The analysis was conducted using Jamovi 2.3.28.
Descriptive statistics included case counts (n), proportions (%), and 95% confidence intervals.
Regarding subgroup analyses, stratifications based on age, gender, and district-level differences were examined in key outcome measures. These analyses provided additional insights into variations in healthcare utilization and service accessibility within the intervention areas.
Regarding data collection challenges, missing data and technological limitations in certain rural areas were mitigated through standardized data collection procedures and validation mechanisms. In cases where healthcare utilization data were incomplete, cross-referencing with census-based population statistics allowed for improved data accuracy.

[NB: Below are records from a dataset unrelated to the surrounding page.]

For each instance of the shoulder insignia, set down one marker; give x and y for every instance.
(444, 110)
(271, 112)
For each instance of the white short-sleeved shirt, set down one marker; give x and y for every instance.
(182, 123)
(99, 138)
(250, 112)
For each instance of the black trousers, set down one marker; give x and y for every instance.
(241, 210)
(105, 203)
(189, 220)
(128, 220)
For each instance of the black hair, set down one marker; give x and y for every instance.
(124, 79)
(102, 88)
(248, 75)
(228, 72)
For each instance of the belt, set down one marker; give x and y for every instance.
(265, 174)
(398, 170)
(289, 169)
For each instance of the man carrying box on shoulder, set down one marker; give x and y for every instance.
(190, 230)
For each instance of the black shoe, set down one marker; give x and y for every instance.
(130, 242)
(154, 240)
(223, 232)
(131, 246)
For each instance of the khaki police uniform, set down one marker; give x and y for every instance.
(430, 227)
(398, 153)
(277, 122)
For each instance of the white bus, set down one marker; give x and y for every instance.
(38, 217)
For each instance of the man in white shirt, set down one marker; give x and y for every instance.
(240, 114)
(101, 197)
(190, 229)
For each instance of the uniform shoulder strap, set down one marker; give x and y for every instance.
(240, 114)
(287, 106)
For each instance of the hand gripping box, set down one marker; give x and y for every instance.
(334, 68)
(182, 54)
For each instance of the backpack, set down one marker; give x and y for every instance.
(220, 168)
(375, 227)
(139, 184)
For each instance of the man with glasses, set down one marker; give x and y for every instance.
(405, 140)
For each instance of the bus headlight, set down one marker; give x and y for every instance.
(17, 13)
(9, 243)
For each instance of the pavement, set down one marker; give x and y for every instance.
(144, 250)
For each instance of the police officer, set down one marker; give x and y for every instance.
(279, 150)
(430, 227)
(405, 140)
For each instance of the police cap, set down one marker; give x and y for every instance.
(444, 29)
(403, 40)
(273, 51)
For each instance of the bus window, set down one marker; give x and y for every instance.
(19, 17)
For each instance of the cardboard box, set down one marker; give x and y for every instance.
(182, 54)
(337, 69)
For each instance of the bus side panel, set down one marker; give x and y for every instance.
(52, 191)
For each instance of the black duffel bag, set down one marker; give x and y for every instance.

Data handling and ethical considerations
The study was approved by the Hungarian Medical Research Council (ETT–TUKEB; BM/9240– 3 /2023). All the patient data were anonymized before analysis, and written consent has been obtained by the participants. All methods were carried out in accordance with relevant regulations and the study was conducted in accordance with the Helsinki Declaration.
The ethical principles and data privacy measures applied in this telemedicine intervention align with standard medical practice and adhere to national and EU data protection regulations, including GDPR (General Data Protection Regulation). All patient data, including electronic health records and telemedicine consultation details, are encrypted and securely stored to prevent unauthorized access. The videoconferencing communication channel used for remote consultations is end-to-end encrypted, ensuring the confidentiality of patient-doctor interactions.
Additionally, all informed consent statements are signed by both the patient and the attending nurse, and they are systematically collected and stored to ensure compliance with data protection regulations.